Utility Functions for masking and preprocessing

In [19]:
# define a function that depends on a binary mask representing if an image region is hidden
def mask_image(zs, segmentation, image, background=None):
    
    if background is None:
        background = image.mean((0, 1))
        
    # Create an empty 4D array
    out = np.zeros((zs.shape[0], 
                    image.shape[0], 
                    image.shape[1], 
                    image.shape[2]))
    
    for i in range(zs.shape[0]):
        out[i, :, :, :] = image
        for j in range(zs.shape[1]):
            if zs[i, j] == 0:
                out[i][segmentation == j, :] = background
    return out


def f(z):
    return model.predict(
        preprocess_input(mask_image(z, segments_slic, img_orig, 255)))

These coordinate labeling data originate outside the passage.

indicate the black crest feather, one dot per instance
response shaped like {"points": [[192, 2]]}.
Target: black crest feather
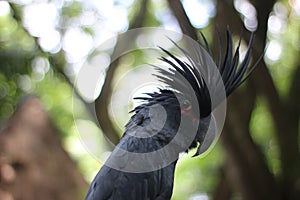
{"points": [[200, 76]]}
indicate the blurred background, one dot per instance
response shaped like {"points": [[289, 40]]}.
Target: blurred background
{"points": [[45, 104]]}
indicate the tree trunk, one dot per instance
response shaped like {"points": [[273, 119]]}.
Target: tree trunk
{"points": [[33, 163]]}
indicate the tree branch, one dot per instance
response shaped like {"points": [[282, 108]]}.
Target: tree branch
{"points": [[182, 18]]}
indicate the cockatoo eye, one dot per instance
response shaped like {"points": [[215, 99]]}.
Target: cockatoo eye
{"points": [[186, 105]]}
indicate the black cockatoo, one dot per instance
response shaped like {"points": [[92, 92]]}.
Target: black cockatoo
{"points": [[173, 120]]}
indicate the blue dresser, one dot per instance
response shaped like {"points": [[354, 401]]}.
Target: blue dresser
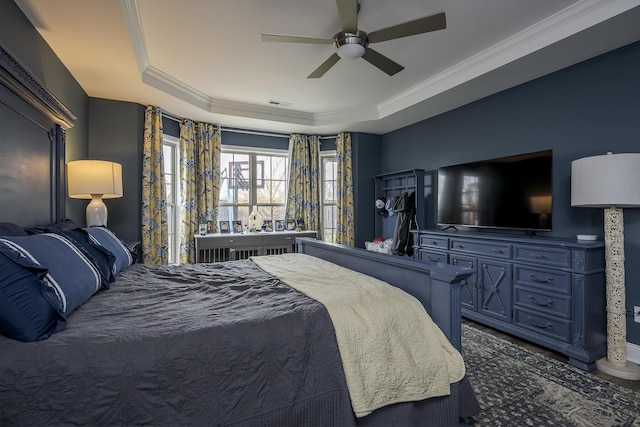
{"points": [[548, 291]]}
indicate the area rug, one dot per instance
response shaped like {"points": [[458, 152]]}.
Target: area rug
{"points": [[516, 387]]}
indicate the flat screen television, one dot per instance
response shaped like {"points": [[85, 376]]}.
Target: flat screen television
{"points": [[509, 193]]}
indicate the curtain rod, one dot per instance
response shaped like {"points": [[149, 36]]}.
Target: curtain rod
{"points": [[248, 132]]}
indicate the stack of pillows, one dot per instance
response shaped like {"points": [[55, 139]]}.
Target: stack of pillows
{"points": [[47, 272]]}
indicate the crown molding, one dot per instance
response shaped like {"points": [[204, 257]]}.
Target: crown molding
{"points": [[563, 24], [575, 18]]}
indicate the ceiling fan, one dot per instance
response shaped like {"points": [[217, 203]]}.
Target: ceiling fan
{"points": [[352, 43]]}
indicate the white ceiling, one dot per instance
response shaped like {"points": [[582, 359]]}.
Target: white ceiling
{"points": [[205, 60]]}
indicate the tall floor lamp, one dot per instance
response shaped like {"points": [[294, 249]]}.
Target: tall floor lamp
{"points": [[95, 180], [611, 181]]}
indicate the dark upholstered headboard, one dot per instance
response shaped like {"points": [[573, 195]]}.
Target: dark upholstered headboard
{"points": [[32, 152]]}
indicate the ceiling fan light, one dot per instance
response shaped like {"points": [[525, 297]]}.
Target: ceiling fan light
{"points": [[351, 51]]}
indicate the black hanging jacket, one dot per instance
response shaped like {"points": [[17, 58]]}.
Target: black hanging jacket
{"points": [[404, 207]]}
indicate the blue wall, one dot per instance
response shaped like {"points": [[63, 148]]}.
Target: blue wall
{"points": [[19, 37], [584, 110]]}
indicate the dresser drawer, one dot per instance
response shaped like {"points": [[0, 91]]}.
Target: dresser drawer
{"points": [[542, 324], [543, 302], [495, 249], [432, 256], [542, 278], [466, 262], [427, 242], [542, 255]]}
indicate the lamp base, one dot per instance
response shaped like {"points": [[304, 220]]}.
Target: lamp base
{"points": [[628, 371], [96, 212]]}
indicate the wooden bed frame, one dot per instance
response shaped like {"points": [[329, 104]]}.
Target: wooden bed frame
{"points": [[33, 193], [436, 286]]}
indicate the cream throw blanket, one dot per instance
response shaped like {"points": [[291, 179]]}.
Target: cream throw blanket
{"points": [[391, 350]]}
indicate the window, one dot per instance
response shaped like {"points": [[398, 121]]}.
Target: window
{"points": [[329, 209], [251, 178], [172, 182]]}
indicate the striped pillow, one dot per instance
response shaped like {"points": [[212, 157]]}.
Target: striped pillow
{"points": [[70, 279], [106, 238]]}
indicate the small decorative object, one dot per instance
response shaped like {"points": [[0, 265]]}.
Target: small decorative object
{"points": [[255, 221]]}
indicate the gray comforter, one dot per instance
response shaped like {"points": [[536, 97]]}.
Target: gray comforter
{"points": [[205, 344]]}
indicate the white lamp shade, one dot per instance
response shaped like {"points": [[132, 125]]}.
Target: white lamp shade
{"points": [[605, 181], [94, 177]]}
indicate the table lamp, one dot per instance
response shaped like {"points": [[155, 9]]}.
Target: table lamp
{"points": [[95, 180], [611, 181]]}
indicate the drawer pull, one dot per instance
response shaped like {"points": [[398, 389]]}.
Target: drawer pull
{"points": [[533, 323], [535, 279], [536, 302]]}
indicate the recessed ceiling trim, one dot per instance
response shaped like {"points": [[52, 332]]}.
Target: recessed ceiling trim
{"points": [[565, 23], [169, 84], [219, 106], [131, 13], [575, 18]]}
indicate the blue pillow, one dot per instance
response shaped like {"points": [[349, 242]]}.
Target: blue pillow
{"points": [[70, 279], [25, 314], [106, 238], [98, 254], [9, 229]]}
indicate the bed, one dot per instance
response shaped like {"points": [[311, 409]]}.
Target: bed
{"points": [[207, 344]]}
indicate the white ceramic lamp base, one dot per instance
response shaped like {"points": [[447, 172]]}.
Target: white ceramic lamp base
{"points": [[96, 212]]}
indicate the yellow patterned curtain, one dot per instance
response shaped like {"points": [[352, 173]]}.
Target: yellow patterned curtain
{"points": [[199, 182], [303, 198], [155, 231], [345, 217]]}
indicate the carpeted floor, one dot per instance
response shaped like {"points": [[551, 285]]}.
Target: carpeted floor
{"points": [[516, 387]]}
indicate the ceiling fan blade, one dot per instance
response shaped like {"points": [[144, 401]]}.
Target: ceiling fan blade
{"points": [[348, 12], [326, 65], [294, 39], [429, 23], [382, 62]]}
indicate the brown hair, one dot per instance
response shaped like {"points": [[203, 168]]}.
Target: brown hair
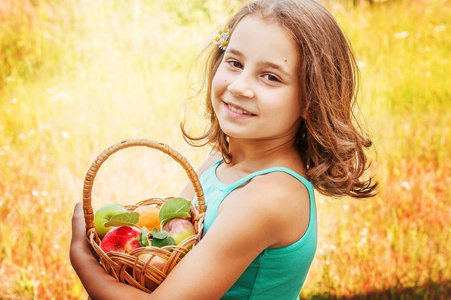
{"points": [[329, 138]]}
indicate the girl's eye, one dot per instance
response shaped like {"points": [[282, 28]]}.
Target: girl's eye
{"points": [[234, 63], [271, 77]]}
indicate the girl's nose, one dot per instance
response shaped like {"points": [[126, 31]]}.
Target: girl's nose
{"points": [[241, 87]]}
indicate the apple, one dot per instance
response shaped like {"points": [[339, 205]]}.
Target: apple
{"points": [[121, 239], [104, 214], [179, 229]]}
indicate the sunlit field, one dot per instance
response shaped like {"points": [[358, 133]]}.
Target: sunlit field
{"points": [[79, 76]]}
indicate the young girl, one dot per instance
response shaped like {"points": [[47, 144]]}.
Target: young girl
{"points": [[280, 91]]}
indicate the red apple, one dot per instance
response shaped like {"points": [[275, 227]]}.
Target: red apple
{"points": [[179, 229], [121, 239]]}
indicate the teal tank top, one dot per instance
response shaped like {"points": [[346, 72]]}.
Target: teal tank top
{"points": [[276, 273]]}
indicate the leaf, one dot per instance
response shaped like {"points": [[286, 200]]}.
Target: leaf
{"points": [[169, 241], [174, 208], [123, 219], [161, 238], [143, 238], [160, 234]]}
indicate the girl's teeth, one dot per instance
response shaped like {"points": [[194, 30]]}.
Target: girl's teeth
{"points": [[238, 111]]}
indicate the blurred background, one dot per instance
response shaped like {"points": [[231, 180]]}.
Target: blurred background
{"points": [[77, 76]]}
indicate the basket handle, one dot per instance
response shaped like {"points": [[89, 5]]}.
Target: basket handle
{"points": [[102, 157]]}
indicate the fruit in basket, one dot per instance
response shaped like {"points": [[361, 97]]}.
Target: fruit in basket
{"points": [[175, 208], [148, 216], [104, 215], [179, 229], [121, 239]]}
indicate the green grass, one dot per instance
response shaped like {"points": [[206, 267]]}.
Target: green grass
{"points": [[78, 76]]}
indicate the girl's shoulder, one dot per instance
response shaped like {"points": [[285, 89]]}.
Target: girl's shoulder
{"points": [[211, 159], [281, 200]]}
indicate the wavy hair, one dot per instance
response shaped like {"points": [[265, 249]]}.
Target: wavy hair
{"points": [[331, 142]]}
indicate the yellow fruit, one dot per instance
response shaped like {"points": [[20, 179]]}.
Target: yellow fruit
{"points": [[148, 216]]}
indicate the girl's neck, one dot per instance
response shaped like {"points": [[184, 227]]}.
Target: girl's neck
{"points": [[251, 155]]}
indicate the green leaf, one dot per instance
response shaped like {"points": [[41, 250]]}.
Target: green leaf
{"points": [[174, 208], [161, 238], [159, 234], [163, 242], [144, 237], [123, 219]]}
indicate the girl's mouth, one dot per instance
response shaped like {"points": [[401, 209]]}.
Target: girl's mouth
{"points": [[238, 110]]}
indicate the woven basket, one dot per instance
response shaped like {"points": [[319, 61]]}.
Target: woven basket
{"points": [[129, 268]]}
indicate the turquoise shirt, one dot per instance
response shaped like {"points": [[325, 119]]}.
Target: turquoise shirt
{"points": [[276, 273]]}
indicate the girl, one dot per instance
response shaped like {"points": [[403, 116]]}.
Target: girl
{"points": [[280, 91]]}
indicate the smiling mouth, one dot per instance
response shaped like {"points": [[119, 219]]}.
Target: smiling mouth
{"points": [[238, 110]]}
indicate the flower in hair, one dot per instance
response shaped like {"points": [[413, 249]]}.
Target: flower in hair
{"points": [[222, 39]]}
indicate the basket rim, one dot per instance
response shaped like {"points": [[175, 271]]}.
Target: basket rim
{"points": [[104, 155]]}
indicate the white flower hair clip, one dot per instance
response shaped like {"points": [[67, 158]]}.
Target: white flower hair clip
{"points": [[222, 40]]}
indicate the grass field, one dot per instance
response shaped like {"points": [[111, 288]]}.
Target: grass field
{"points": [[78, 76]]}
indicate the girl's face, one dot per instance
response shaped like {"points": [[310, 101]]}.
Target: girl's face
{"points": [[255, 92]]}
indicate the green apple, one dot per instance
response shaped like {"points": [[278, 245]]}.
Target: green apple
{"points": [[104, 214], [179, 229]]}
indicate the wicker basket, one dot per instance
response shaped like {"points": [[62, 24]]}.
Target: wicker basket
{"points": [[129, 268]]}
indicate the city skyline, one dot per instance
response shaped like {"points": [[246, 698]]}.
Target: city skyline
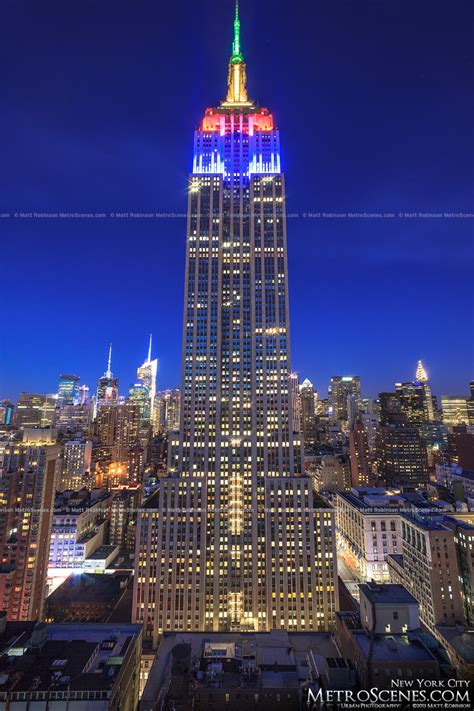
{"points": [[413, 271], [209, 499]]}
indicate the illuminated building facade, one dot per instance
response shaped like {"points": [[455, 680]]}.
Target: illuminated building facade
{"points": [[27, 488], [341, 388], [33, 410], [107, 385], [359, 453], [255, 549], [77, 457], [455, 410], [308, 398], [68, 389]]}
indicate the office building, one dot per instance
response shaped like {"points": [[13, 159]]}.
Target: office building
{"points": [[76, 469], [229, 564], [463, 527], [147, 374], [79, 526], [369, 529], [167, 411], [341, 388], [241, 671], [385, 641], [68, 389], [27, 486], [86, 597], [330, 473], [73, 666], [33, 410], [308, 398], [428, 569], [107, 385], [359, 455], [6, 413], [455, 410]]}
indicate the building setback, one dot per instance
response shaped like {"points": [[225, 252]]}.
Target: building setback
{"points": [[255, 548]]}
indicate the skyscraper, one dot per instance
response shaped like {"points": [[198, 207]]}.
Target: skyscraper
{"points": [[341, 388], [107, 385], [68, 389], [147, 373], [254, 548], [34, 410], [308, 402], [28, 480]]}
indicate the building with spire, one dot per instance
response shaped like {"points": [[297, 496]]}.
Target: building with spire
{"points": [[107, 385], [255, 549]]}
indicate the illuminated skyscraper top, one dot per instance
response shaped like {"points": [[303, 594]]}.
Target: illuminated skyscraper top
{"points": [[107, 385], [256, 550]]}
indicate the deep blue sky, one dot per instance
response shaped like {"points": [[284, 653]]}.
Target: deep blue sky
{"points": [[375, 106]]}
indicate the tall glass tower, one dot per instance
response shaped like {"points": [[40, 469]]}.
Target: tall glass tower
{"points": [[241, 540]]}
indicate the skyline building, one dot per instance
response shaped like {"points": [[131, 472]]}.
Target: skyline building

def fill_segmentation(values, segmentation):
    out = np.zeros(segmentation.shape)
    for i in range(len(values)):
        out[segmentation == i] = values[i]
    return out
In [39]:
masked_images = mask_image(np.zeros((1,50)), segments_slic, img_orig, 255)

plt.imshow(masked_images[0][:,:, 0]);
plt.axis('off');

Create an explainer and shap values

In [83]:
# use Kernel SHAP to explain the network's predictions
explainer = shap.KernelExplainer(f, np.zeros((1,50)))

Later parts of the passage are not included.